Платок опять куда-то запропастился. Зорин шарил по карманам.
— Насколько я помню, — продолжал Садовский, — сердце человека не выдерживает охлаждения ниже двадцати шести градусов. Наступает фибрилляция желудочков, ритм сердца расстраивается…
Зорин быстро поднял голову.
— Да, да, сердце не выдерживает! Но ведь можно выключить сердце, и тогда фибрилляция не страшна. Я применяю для поддержания сердечной деятельности аппарат “искусственное сердце–легкие”. Кровообращение обходит сердце. Фибрилляция не наступает. Я охлаждал человека почти до нуля. И после этого сердечная функция возобновлялась! Нет, нет, коллега, дайте мне досказать… Самое главное — при глубоком охлаждении и замедленном кровообращении человек живет, но… — Зорин поднял палец, — но все жизненные процессы замедляются в сотни раз… Ну, что вы хотели сказать?
Садовский молчал.
— Сейчас ваша болезнь неизлечима, — Зорин запнулся, вопросительно посмотрел на Садовского, повторил: — Да, неизлечима! Вы это знаете лучше меня. Но если вы согласитесь, мы обманем проказу. Вам нужно, — он поправился, — науке нужно восемь лет? Превосходно! Эти восемь лет для вас будут одним месяцем.
Садовский молчал.
— Я провел уже десятки опытов, — говорил Зорин. — Продолжительность переохлаждения, правда, не превышала трех недель. Но здесь для вас единственная возможность… И потом, вы понимаете, при необходимости эксперимент можно прервать. Простите, я хотел сказать не эксперимент, а… лечение…

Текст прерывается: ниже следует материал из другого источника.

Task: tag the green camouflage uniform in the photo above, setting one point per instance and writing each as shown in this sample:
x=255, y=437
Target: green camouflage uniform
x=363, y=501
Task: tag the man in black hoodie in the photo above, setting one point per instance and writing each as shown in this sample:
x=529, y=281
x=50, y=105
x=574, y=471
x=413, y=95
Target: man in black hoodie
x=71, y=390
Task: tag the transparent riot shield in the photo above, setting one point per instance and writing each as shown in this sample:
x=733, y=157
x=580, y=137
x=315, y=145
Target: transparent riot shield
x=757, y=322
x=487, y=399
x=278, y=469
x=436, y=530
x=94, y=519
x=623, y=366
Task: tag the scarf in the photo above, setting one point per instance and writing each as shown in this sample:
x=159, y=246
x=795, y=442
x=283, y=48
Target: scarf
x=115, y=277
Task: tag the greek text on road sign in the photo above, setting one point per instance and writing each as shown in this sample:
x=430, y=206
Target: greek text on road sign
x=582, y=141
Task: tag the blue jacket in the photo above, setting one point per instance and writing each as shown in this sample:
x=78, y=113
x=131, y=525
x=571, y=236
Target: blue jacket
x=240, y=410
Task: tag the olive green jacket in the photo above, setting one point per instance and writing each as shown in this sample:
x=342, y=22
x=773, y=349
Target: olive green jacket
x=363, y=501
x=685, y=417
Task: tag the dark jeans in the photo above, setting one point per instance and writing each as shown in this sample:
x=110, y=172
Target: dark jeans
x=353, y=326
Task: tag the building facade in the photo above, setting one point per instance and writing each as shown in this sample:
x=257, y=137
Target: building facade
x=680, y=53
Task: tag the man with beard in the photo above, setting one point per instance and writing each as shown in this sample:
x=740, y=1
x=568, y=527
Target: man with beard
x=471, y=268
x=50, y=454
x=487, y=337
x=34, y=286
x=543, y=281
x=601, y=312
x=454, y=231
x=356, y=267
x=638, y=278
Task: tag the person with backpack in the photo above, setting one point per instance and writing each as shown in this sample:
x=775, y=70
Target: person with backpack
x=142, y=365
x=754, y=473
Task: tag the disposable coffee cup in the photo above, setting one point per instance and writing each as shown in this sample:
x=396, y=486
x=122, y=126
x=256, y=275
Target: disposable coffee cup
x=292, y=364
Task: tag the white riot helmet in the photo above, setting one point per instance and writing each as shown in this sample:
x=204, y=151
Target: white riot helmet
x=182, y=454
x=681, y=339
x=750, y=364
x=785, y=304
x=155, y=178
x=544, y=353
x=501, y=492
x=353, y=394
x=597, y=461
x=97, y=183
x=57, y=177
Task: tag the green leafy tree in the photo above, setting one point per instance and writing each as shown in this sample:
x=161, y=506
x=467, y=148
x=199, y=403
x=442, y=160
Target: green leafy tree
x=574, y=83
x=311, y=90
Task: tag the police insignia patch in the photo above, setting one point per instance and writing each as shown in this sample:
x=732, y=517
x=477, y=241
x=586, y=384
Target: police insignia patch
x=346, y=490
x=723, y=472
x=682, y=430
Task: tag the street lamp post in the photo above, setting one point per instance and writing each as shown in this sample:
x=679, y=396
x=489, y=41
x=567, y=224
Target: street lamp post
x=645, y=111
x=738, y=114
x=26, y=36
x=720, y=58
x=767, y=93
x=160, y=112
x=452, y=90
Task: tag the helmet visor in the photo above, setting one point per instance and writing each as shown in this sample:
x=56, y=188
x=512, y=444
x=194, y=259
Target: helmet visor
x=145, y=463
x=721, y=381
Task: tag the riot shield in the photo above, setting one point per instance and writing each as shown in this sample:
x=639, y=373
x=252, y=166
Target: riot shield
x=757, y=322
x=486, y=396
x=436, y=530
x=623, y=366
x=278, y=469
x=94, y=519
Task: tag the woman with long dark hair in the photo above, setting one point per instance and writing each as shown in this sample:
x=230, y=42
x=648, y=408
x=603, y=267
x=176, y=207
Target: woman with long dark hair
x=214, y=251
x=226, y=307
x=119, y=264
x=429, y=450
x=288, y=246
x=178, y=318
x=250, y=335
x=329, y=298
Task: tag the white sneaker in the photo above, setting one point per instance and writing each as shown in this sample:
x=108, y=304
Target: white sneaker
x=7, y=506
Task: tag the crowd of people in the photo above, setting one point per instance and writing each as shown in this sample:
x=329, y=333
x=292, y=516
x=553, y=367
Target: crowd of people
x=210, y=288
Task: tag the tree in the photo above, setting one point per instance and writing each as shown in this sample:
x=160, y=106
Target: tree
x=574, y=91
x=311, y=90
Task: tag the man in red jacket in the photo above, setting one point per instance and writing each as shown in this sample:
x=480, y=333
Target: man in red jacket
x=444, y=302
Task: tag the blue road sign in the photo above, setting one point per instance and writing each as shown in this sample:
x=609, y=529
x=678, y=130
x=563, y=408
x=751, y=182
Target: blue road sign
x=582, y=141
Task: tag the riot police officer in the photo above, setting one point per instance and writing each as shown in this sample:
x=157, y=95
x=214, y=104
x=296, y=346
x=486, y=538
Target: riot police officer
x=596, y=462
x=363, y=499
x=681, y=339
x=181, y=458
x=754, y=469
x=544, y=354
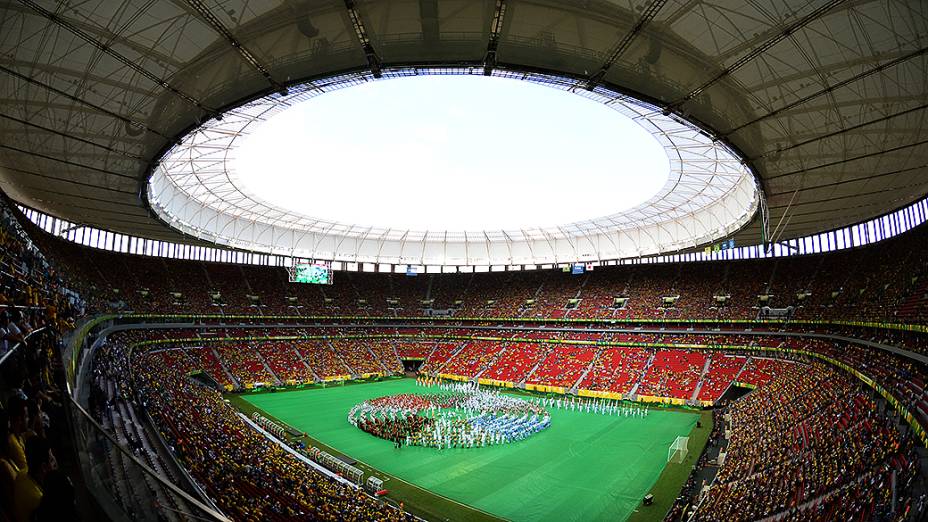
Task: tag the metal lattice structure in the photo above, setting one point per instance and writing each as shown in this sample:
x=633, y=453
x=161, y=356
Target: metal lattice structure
x=709, y=194
x=824, y=100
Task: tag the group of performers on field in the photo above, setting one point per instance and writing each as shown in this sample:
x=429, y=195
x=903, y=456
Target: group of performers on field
x=462, y=415
x=596, y=405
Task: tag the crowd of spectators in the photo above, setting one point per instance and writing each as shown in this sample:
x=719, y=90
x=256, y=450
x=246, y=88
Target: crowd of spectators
x=35, y=306
x=884, y=282
x=811, y=443
x=249, y=476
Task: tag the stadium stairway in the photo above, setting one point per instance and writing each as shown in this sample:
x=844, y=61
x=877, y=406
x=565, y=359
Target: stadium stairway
x=702, y=377
x=632, y=393
x=225, y=368
x=302, y=360
x=374, y=355
x=491, y=362
x=532, y=371
x=338, y=356
x=267, y=367
x=576, y=386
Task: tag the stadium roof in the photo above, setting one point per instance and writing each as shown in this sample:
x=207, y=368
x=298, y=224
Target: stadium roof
x=825, y=100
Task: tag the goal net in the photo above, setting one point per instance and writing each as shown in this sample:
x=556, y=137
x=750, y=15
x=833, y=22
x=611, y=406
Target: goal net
x=678, y=450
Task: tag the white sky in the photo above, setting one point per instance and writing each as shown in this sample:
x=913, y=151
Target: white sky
x=451, y=153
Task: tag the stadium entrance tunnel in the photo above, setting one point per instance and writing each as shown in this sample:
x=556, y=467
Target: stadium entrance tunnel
x=504, y=179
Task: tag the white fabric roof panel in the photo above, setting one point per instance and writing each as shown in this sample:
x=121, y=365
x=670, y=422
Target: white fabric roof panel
x=825, y=99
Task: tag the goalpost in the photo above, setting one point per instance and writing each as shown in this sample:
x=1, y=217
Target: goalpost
x=678, y=450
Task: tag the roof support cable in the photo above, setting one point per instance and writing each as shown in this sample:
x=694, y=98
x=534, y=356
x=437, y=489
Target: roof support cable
x=373, y=60
x=622, y=45
x=130, y=123
x=243, y=51
x=759, y=50
x=869, y=72
x=496, y=29
x=109, y=51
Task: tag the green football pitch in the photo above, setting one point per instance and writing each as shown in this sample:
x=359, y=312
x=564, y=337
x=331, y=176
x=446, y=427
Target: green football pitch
x=585, y=466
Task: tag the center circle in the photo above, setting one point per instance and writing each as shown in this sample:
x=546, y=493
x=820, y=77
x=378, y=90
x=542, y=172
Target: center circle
x=462, y=418
x=452, y=153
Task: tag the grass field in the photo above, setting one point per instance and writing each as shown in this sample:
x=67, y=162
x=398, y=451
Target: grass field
x=584, y=467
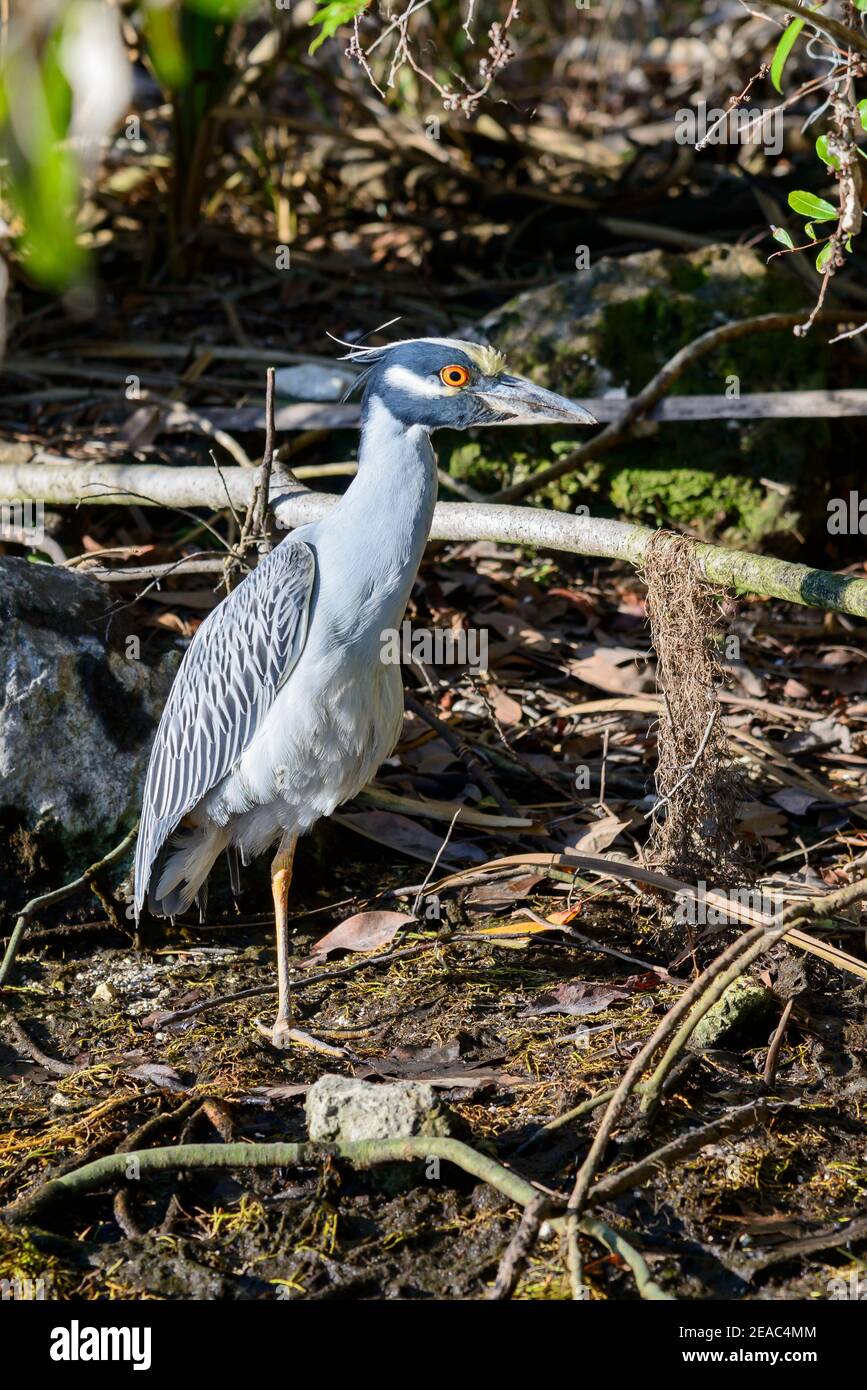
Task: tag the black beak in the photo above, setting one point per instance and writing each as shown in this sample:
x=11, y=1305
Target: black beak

Он снова принялся искать платок. Садовский надел очки. Потянулся к вазе с цветами, поправил ландыши.
Зорин сосредоточенно — словно это имело очень важное значение — вытирал бритую голову.
Садовский встал. Сказал твердо:
— Не хочу!
С Волги тянуло не сильным, но холодным ветром. Ночью снова выпал снег, и Садовскому приходилось утаптывать тропинку. Узкая, едва заметная под снегом, она петляла между деревьями.
По старой — кто знает сколько десятилетий существовавшей — традиции каждый больной, попав в лепрозорий, сажал дерево. Люди умирали, деревья оставались. Прокаженные верили: вырастил дерево — выздоровеешь. Врачи говорили: труд отвлекает — это полезно. И традиция соблюдалась строго. В последние годы многие излечивались, но никто не уезжал из лепрозория, не посадив дуб, вяз или осокорь.